Böyle karanlık bir asrı nuruyla aydınlatan İnsanlığın İftihar Tablosu (aleyhissalâtu vesselâm) eşya ve hadiseleri hayırsız saymayı, şundan bundan uğursuzluk çıkarmayı bâtıl addetmiş; hatta teşe'ümün bir noktada şirke varıp dayanacağına dikkat çekmişti. Fakat, tefe'ülü bütün bütün kesip atmamış, onun doğru değerlendirilmesi gerektiğini belirtmekle iktifa etmişti.
Rehber-i Ekmel (sallallahu aleyhi ve sellem), bir keresinde, "İslam'da teşe'üm yoktur, en hayırlı yorum tefe'üldür." buyurmuştu. Mübarek meclisindekilerden biri, "Tefe'ül nedir ya Resûlallah?" diye sorunca, Resûl-i Ekrem, "(Hadiselerin değerlendirilmesiyle alâkalı) güzel sözdür." şeklinde mukabelede bulunmuştu.
Allah Resûlü'nün Hudeybiye anlaşmasında Süheyl bin Amr'ın adını hayra yorması, tefe'ülün en güzel misallerinden biri olarak kayıtlara geçmişti. Anlaşma yapmak üzere Kureyş tarafından gönderilen heyetin başında Süheyl bin Amr'ın olduğunu duyunca, Resûl-i Ekrem (sallallahu aleyhi ve sellem) uysallık, kolaylık, mülayemet ve yumuşaklık ifade eden "Süheyl" ismiyle tefe'ülde bulunarak "Artık işimiz kolaylaştı!" demişti.
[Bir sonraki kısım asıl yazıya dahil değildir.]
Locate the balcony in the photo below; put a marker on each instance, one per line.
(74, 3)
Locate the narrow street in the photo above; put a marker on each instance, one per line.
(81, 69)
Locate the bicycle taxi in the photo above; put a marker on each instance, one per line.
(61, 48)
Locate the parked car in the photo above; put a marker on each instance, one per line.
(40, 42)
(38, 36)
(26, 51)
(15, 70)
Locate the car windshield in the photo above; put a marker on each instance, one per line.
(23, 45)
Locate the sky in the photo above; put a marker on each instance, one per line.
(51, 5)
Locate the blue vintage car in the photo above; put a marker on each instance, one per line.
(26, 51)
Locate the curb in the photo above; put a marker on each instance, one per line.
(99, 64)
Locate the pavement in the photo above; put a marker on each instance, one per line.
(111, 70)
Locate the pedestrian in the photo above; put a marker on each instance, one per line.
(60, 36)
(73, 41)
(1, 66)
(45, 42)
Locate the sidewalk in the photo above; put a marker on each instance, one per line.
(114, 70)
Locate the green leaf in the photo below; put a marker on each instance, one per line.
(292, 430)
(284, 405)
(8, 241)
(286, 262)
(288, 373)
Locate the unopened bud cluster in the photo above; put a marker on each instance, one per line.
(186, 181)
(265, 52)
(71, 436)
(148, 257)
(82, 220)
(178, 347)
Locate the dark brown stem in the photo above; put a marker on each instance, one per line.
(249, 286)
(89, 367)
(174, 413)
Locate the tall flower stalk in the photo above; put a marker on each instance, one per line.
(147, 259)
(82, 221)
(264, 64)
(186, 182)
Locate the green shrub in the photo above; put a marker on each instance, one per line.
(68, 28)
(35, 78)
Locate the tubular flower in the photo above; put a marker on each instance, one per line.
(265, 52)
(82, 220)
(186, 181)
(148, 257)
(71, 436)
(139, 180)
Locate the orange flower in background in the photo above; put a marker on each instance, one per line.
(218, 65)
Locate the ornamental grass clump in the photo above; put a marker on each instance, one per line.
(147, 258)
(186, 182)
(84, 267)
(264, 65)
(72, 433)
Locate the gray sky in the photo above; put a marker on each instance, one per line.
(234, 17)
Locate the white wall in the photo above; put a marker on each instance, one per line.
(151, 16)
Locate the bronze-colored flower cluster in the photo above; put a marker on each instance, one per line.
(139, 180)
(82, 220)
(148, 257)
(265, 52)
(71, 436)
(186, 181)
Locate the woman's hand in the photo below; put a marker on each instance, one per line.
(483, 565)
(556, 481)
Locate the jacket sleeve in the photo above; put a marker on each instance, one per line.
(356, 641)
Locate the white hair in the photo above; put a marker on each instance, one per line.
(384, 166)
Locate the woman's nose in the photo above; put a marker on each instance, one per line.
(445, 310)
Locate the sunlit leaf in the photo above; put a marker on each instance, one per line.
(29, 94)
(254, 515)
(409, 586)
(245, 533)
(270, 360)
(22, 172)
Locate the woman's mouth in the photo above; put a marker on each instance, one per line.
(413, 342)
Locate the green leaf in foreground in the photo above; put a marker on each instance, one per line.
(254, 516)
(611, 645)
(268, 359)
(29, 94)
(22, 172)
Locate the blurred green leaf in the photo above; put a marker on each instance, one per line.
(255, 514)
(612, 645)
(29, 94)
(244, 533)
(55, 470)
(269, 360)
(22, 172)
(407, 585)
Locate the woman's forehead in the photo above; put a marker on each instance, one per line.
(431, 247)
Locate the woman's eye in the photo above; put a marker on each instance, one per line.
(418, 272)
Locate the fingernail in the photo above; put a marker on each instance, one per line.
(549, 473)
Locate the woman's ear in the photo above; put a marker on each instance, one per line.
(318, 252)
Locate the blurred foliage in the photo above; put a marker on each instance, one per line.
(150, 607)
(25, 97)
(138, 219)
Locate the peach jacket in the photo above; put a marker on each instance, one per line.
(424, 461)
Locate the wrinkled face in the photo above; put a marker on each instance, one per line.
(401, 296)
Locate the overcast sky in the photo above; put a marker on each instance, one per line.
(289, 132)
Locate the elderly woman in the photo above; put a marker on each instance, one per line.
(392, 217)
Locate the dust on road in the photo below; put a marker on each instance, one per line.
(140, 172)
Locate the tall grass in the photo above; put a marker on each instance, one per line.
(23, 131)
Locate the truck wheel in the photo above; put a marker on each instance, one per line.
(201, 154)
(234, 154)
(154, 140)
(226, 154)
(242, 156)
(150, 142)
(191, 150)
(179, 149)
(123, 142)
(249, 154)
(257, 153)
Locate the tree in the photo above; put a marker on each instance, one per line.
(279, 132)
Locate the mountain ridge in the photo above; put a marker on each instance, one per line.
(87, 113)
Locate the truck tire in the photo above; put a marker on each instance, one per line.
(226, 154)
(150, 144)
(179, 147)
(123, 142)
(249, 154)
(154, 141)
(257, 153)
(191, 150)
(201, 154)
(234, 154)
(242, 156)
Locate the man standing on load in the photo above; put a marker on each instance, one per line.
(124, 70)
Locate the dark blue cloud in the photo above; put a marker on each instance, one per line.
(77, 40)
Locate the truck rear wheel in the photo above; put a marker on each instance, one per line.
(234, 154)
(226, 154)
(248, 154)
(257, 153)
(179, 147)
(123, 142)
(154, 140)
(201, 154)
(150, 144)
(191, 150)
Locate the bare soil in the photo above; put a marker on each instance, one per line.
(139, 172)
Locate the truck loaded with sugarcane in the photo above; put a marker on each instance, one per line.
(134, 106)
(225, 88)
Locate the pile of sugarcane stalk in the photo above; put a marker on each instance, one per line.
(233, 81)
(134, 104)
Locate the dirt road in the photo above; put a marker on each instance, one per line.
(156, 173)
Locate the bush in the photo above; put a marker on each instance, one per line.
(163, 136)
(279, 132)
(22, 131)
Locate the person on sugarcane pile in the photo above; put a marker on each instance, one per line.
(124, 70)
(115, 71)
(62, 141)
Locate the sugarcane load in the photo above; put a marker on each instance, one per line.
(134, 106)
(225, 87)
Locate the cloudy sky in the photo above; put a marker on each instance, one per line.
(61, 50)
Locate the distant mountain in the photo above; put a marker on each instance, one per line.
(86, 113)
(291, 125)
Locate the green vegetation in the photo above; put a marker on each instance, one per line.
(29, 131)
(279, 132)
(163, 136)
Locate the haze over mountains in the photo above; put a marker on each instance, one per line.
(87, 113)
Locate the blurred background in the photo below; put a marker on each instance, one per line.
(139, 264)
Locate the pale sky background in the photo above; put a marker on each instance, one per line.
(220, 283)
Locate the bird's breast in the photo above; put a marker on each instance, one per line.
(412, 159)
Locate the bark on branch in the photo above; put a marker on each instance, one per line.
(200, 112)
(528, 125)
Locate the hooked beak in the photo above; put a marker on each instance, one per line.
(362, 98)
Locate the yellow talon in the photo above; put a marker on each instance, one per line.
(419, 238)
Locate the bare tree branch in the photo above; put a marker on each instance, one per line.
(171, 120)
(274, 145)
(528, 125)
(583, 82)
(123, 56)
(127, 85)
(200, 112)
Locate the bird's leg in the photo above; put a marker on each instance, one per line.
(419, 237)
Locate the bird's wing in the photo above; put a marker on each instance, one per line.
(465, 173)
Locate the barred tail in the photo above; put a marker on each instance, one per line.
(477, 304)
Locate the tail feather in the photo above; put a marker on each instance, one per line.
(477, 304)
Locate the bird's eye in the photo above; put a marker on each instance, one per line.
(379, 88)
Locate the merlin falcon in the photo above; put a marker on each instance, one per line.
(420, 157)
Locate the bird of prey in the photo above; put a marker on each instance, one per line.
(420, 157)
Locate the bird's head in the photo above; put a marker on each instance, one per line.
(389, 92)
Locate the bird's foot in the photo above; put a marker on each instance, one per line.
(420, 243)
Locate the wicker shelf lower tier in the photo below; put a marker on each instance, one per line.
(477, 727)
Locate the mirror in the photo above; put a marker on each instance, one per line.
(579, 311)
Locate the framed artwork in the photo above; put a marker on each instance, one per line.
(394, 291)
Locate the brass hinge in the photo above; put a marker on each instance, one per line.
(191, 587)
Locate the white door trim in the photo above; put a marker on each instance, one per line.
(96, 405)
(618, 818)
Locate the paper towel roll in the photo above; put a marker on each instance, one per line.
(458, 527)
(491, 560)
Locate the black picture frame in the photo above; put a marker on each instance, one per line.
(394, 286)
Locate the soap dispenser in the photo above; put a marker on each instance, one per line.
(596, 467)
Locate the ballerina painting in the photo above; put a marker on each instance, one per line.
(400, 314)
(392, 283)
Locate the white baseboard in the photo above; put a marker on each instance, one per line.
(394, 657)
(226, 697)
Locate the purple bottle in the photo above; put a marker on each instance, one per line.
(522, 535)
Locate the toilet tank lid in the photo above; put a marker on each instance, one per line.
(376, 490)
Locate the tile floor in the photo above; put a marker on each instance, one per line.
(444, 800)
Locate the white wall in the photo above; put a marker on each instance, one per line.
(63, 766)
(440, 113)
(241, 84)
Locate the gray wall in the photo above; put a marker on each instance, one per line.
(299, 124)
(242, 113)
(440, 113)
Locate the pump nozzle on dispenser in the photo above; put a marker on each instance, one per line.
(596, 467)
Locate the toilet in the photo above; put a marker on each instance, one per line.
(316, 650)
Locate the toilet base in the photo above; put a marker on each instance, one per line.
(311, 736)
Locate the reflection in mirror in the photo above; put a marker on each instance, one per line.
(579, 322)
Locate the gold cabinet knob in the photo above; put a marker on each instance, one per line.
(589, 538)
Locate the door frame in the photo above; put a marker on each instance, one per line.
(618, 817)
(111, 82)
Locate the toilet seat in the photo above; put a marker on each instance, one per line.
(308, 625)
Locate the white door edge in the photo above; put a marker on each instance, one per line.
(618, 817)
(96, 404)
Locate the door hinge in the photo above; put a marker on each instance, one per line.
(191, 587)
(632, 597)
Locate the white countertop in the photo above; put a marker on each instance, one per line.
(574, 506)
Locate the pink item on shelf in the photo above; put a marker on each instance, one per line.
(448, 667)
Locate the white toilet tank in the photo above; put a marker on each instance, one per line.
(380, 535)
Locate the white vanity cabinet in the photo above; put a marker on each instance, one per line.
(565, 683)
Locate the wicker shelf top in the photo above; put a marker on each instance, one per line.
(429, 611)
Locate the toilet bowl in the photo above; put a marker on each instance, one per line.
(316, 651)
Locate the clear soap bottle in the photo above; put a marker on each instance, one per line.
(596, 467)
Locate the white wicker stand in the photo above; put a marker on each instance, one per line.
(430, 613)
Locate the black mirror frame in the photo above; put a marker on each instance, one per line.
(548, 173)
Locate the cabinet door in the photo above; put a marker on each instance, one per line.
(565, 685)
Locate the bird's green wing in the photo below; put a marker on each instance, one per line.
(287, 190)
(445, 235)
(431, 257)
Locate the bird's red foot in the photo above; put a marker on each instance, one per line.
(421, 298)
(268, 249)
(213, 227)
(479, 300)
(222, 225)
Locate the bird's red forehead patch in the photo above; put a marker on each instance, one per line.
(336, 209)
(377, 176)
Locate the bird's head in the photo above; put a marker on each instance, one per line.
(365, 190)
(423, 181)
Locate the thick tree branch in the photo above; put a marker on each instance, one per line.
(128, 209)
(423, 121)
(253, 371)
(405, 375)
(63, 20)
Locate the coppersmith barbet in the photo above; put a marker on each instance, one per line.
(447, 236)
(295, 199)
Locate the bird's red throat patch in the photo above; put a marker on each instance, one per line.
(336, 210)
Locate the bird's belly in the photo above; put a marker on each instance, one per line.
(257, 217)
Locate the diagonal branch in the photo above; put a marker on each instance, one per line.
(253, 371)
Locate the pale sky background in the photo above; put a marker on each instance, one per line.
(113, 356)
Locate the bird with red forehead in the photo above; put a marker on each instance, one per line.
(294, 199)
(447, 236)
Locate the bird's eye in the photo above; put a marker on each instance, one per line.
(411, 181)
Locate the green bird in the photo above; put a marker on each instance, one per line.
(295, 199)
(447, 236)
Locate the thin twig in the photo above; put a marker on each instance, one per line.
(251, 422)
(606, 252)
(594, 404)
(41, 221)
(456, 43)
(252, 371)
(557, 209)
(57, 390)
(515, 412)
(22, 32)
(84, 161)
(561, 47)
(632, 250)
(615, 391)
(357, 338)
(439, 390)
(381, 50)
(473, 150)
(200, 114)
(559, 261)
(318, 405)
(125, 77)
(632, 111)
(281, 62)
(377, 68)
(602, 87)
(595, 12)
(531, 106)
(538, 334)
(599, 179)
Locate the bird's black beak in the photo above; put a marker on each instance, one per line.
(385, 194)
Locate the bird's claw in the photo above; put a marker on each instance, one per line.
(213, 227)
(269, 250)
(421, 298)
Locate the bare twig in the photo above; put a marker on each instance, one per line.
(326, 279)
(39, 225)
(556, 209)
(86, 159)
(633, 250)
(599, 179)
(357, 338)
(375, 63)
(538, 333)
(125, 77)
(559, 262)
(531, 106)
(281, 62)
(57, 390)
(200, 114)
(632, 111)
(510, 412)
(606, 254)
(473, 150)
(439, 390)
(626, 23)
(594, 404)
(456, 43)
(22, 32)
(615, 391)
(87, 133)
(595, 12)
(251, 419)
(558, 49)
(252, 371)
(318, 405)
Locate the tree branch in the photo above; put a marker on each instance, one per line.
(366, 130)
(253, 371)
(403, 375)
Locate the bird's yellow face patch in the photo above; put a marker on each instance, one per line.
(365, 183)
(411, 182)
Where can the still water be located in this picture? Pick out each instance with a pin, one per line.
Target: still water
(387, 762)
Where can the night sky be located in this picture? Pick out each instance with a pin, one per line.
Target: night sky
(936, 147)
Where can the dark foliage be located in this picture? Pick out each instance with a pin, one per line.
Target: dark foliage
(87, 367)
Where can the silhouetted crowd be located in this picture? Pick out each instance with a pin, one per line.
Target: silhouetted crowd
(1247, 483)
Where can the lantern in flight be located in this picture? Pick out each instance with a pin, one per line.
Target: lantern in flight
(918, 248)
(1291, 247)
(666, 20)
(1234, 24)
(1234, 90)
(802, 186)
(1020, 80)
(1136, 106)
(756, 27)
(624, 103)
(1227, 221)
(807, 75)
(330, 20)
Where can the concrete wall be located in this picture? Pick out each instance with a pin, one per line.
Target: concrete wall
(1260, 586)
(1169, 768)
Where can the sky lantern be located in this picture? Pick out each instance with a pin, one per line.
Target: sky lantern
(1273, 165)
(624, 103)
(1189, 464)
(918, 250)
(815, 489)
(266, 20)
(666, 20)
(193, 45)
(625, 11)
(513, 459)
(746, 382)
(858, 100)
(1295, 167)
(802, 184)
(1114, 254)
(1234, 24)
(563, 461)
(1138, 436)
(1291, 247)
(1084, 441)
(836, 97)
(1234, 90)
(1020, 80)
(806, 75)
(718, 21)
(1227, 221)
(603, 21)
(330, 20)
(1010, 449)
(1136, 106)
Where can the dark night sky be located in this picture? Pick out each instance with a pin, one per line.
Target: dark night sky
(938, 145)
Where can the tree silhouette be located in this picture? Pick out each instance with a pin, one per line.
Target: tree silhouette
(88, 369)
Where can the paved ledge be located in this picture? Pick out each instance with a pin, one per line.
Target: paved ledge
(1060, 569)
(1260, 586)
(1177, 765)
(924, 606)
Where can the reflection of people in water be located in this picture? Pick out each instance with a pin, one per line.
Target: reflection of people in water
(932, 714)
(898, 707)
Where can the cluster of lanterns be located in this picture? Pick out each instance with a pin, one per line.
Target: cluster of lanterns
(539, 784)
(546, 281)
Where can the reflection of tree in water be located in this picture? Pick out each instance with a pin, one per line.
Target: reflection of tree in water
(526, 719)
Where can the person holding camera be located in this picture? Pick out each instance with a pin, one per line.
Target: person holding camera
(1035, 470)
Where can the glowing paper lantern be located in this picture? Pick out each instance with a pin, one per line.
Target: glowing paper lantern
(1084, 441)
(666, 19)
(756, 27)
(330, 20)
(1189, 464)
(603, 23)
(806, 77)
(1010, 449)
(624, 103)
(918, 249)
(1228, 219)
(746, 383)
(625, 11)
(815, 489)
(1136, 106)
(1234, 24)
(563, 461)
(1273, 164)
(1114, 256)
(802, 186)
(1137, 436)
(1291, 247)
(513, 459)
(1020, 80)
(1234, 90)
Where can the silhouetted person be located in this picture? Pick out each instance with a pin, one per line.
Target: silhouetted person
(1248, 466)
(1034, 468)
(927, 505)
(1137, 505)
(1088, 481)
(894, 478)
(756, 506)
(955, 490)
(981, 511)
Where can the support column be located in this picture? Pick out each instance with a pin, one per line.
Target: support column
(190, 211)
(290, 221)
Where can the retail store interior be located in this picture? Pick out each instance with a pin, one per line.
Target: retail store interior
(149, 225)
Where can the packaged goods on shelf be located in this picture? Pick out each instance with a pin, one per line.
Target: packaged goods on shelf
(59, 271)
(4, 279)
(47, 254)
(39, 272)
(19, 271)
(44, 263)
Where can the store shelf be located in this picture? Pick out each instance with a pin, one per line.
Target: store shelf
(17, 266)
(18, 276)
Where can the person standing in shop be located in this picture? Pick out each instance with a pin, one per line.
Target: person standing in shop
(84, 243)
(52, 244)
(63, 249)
Hazreti Rûh-u Seyyidi'l-Enâm (aleyhi ekmelüttehaya), tefe'ülden hoşlanırdı; insanların güzel isimler taşımalarını ister, duyduğu o isimlerden güzel manalar çıkarır ve herkesin adının iyi yoruma açık olmasını arzulardı. Bundan dolayı da, Efendimiz (aleyhissalâtu vesselâm) bazı kimselerin isimlerini değiştirmiş; onları eskisinden daha güzel ve manalı adlarla çağırmıştı. Ezcümle; Gurâb (karga), Harb (savaş), Âsi, Şeytan, Atale (şiddet, sertlik), Şihab (kıvılcım, ateş parçası) isimlerini değiştirmiş; mesela, Şihâb'ı Hişam (mütevazı, edepli), Harb'i Silm (sulh), Muzdac'ı (yatıp duran) Münbais (kalkıp koşan) yapmıştı. Âsiye (isyankâr, itaatsiz kadın) adından hoşlanmamış, onun yerine Cemîle'yi (iyi huylu, güzel kadın) tesmiye buyurmuştu. Sadece insan adlarını güzelleştirmekle de iktifa etmemiş; Afire (çorak) adını taşıyan bir araziyi Hadire (yeşillik) ve "Şi'b-i Dalâlet" (sapıklık geçidi/alanı) denen yeri de "Şi'b-i Hüdâ" diye isimlendirmişti.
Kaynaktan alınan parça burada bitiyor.